Técnico · Pratica DevOps no Brasil
DevOps deixou de ser novidade no Brasil em 2026. A pergunta interessante mudou: não e mais “vocês fazem DevOps?”, e sim “qual e a maturidade real do pipeline de entrega?”. O hiato entre discurso e pratica continua amplo em segmento relevante do mercado corporativo.
O estado da arte vs a pratica comum
Em empresa tech madura brasileira (Nubank, iFood, Stone, parte das startups bem capitalizadas), a pratica DevOps esta entre o padrão internacional de mercado: CI/CD totalmente automatizado, ambiente reproduzido em Kubernetes, observabilidade distribuída, infraestrutura como código em Terraform, rollback automatizado. Deploy múltiplas vezes ao dia e rotina.
Em banco tradicional, seguradora corporativa e parte significativa do governo, a pratica e mais conservadora. CI/CD existe mas em contexto limitado, com aprovações manuais entre estagios e janelas de deploy restritas. Kubernetes esta presente mas operado com ressalva. Observabilidade exista mas em formato fragmentado entre ferramentas diversas.
O hiato entre titulo e função
Um efeito colateral do crescimento da disciplina foi a inflação de titulos. Em 2026, “Engenheiro DevOps” cobre realidade operacional bastante variada: desde profissional sênior com competência ampla em automação, observabilidade e site reliability, ate profissional júnior em função de operação tradicional renomeada. O comprador de mercado precisa ler vaga e curriculo com atenção.
Site Reliability Engineering (SRE)
A pratica de SRE, popularizada pelo Google e adotada com graus de fidelidade variável no Brasil, opera em empresa tech-first com serviço crítico. SLIs (Service Level Indicators), SLOs (Service Level Objectives) e error budgets são conceitos com presença real em time de Nubank, Mercado Livre, B3 e parte significativa de fintech listada. Em empresa mais tradicional, o vocabulário aparece mais por marketing técnico do que por adoção operacional.

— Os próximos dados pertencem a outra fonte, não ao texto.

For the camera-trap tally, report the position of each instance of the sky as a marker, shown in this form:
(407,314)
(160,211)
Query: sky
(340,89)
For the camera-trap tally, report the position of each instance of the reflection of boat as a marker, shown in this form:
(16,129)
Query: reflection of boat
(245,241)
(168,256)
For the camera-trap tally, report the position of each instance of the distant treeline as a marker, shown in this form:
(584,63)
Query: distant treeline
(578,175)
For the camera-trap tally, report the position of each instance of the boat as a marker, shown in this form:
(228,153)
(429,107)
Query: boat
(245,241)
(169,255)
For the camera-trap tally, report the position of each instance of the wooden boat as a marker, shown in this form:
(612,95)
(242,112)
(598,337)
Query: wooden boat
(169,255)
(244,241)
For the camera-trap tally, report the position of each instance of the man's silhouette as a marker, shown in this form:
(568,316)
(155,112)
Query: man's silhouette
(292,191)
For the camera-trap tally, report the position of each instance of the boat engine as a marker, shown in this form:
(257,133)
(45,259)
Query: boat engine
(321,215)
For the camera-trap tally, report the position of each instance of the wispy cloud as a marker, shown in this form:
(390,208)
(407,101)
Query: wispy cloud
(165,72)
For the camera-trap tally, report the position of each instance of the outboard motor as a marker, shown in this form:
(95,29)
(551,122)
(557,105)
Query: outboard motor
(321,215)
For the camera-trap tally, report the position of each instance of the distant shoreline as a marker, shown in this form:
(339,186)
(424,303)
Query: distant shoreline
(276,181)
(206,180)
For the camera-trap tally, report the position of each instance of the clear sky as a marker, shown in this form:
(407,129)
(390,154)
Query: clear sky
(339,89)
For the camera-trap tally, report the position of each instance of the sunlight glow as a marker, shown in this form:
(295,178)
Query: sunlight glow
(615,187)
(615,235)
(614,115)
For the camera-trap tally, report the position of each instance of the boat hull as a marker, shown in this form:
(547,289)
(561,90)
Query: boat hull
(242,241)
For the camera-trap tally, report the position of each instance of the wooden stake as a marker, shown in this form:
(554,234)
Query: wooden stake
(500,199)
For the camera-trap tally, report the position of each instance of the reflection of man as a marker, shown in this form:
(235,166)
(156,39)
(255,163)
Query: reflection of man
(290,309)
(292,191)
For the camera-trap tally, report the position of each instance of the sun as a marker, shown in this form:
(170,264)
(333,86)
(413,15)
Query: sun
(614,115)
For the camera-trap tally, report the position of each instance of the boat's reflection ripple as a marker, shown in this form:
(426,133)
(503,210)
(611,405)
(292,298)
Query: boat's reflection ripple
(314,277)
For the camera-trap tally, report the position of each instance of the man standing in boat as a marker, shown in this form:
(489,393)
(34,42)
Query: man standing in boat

Plataforma interna de desenvolvedor
O conceito de Internal Developer Platform (IDP), com self-service para desenvolvedor configurar ambiente e provisionar recurso sem ticket para infraestrutura, ganhou tração no Brasil a partir de 2022. Empresas como Zup Innovation (com produtos como Charles, Walle, BeagleC, integrados a operação do Itaú) e iniciativas em fintechs grandes operam com IDP em formato próprio. Em empresa media, a adoção e mais aspiracional do que real.
O caminho realista
Empresa de médio porte brasileiro que avalia investimento em maturidade DevOps em 2026 tipicamente começa por automação de pipeline básico (build, teste, deploy controlado), observabilidade mínima (logs centralizados, metric de disponibilidade) e infraestrutura como código. O salto para SRE pleno, IDP self-service e cultura de error budget exige investimento de tempo e contratação específica que frequentemente não se justifica antes de patamar mínimo de escala operacional.